I wonder if I should go along, Jack thought. But why not? He said, "O.K., Arnie."
Arnie said, "Doc Glaub is going to scare up a schizophrenic for me; I need one, I need its professional services." He laughed, eyes twinkling, finding his own utterance outstandingly funny.
"Do you?" Jack said. "I'm a schizophrenic."
Arnie stopped laughing. "No kidding. I never would have guessed; what I mean is, you look all right."
Finishing up the task of putting the encoder back together, Jack said, "I am all right. I'm cured."
Doreen said, "No one is ever cured of schizophrenia." Her tone was dispassionate; she was simply stating a fact.
"They can be," Jack said, "if it's what is called situational schizophrenia."
Arnie eyed him with great interest, even suspicion. "You're pulling my leg. You're just trying to worm your way into my confidence."
Jack shrugged, feeling himself flush. He turned his attention back, completely, to his work.
"No offense," Arnie said. "You really are, no kidding? Listen, Jack, let me ask you; do you have any sort of ability or power to read the future?"
After a long pause, Jack said, "No."
"You sure?" Arnie said, with suspicion.
"I'm sure." He wished now that he had turned down flat that invitation to accompany them. The intent questioning made him feel exposed; Arnie was nudging too close, encroaching on him--it was difficult to breathe, and Jack moved around to the far side of the desk, to put more distance between himself and the plumber.
"Whatzamatter?" Arnie asked acutely.
"Nothing." Jack continued working, not looking at either Arnie or the girl. Both of them were watching him, and his hands shook.
Presently Arnie said, "Jack, let me tell you how I got where I am. One talent got me up here. I can judge people and tell what they're like down inside, what they really are, not just what they do and say. I don't believe you; I bet you're lying to me about your precognition. Isn't that right? You don't even have to answer." Turning to the girl, Arnie said, "Let's get balling; I want that drink." He beckoned to Jack to follow.

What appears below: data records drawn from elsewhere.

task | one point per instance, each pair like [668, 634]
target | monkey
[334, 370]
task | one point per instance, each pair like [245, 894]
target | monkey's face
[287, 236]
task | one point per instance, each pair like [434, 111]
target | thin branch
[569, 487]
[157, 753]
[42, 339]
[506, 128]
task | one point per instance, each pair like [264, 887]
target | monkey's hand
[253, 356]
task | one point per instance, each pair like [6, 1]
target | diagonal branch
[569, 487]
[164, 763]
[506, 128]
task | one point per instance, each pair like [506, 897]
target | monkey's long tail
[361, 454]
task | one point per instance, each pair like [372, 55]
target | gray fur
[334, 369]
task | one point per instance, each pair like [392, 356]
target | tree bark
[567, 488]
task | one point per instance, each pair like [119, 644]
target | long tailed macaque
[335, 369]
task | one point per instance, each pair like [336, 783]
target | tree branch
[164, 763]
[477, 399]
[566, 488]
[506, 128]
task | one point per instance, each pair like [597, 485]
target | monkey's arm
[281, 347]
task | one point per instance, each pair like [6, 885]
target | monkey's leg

Laying down his tools, Jack reluctantly did so.
7
On his journey by 'copter to Lewistown to meet Arnie Kott and have a drink with him, Dr. Milton Glaub asked himself if his good luck were true. I can't believe it, he thought, a turning point in my life like this.
He was not certain what Arnie wanted; the phone call had been so unexpected and Arnie had talked so fast that Dr. Glaub had wound up perplexed, knowing only that it had to do with parapsychological aspects of the mentally ill. Well, he could tell Arnie practically all there was to know on that topic. And yet Glaub sensed that there was something deeper in the inquiry.